Quite a persuasive fellow, says Horst.
Very English.
* * *
‘ Tobe. A quickie, sir, if I may. ’
Since returning to London, Toby has found himself in an impossible quandary. Officially he knows nothing of his minister’s record of mixing private business with official duties, let alone of the scandal at Defence. If Toby goes to his regional director, who expressly forbade him to enquire into such matters, he will be betraying the confidences of Matti and Laura.
And Toby as ever is conflicted. His own ambitions matter to him too. After almost three months as the minister’s Private Secretary, he has no desire to compromise whatever bond he has forged with him, tenuous though it is.

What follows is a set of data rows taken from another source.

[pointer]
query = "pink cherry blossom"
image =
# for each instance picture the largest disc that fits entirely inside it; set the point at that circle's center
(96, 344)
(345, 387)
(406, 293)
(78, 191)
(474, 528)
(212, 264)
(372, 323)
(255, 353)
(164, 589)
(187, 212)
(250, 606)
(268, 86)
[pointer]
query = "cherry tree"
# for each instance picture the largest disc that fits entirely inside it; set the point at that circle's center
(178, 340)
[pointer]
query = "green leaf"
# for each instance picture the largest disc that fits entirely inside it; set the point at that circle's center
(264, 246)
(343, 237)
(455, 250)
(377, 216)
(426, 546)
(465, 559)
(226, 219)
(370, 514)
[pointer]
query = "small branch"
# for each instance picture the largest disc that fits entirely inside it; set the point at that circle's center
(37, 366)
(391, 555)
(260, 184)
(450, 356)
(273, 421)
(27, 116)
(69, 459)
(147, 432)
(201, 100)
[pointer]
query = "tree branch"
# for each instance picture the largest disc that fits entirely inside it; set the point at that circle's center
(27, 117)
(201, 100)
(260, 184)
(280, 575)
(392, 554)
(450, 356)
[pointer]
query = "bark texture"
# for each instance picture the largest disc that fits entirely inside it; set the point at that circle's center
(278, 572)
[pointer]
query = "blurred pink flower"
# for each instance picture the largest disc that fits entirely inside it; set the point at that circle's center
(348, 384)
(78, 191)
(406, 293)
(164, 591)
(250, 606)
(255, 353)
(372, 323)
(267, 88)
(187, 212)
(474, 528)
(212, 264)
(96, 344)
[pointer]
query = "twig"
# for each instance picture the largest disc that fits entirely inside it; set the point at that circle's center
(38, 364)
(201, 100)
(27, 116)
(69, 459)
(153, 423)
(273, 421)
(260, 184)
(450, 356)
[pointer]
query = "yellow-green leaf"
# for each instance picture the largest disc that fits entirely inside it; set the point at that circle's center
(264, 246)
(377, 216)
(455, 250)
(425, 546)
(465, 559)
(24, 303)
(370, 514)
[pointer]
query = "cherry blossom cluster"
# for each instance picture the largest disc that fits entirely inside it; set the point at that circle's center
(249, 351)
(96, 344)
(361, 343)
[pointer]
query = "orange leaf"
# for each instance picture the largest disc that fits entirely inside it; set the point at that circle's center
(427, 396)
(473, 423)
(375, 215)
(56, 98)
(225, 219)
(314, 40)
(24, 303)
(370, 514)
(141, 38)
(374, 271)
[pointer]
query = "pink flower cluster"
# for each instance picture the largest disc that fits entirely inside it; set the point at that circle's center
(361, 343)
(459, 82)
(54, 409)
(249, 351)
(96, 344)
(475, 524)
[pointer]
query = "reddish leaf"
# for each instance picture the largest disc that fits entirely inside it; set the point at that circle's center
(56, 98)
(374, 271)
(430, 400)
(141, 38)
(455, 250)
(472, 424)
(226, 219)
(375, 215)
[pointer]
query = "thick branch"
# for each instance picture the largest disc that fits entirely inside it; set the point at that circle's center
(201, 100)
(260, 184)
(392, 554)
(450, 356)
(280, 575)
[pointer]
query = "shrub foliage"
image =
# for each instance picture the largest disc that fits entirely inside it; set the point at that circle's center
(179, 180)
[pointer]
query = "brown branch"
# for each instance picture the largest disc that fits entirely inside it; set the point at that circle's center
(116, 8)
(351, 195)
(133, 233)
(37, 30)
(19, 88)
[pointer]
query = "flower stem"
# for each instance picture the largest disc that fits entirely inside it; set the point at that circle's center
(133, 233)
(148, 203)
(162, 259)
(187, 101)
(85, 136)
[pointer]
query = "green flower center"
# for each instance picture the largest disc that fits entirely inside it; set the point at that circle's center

He is wrestling with these abstractions when, at four o’clock one afternoon that same week, he receives the familiar summons over the ministerial phone. The mahogany door is for once ajar. He taps, shoves and enters.
‘Close it, please. Lock.’
He closes, locks. The minister’s manner strikes him as a bit too affable for comfort: and the more so when he rises blithely from his desk and, with an air of schoolboyish conspiracy, steers him to the bay window. The newly installed music system, his pride, is playing Mozart. He lowers the volume but is careful not to dowse it.
‘All well with you, Tobe?’
‘All fine, thanks.’
‘Tobe, I very much fear I’m about to screw up yet another evening for you. Are you game for that?’
‘Of course, Minister. If it’s necessary’ – thinking, Oh Christ, Isabel, theatre, dinner, not another.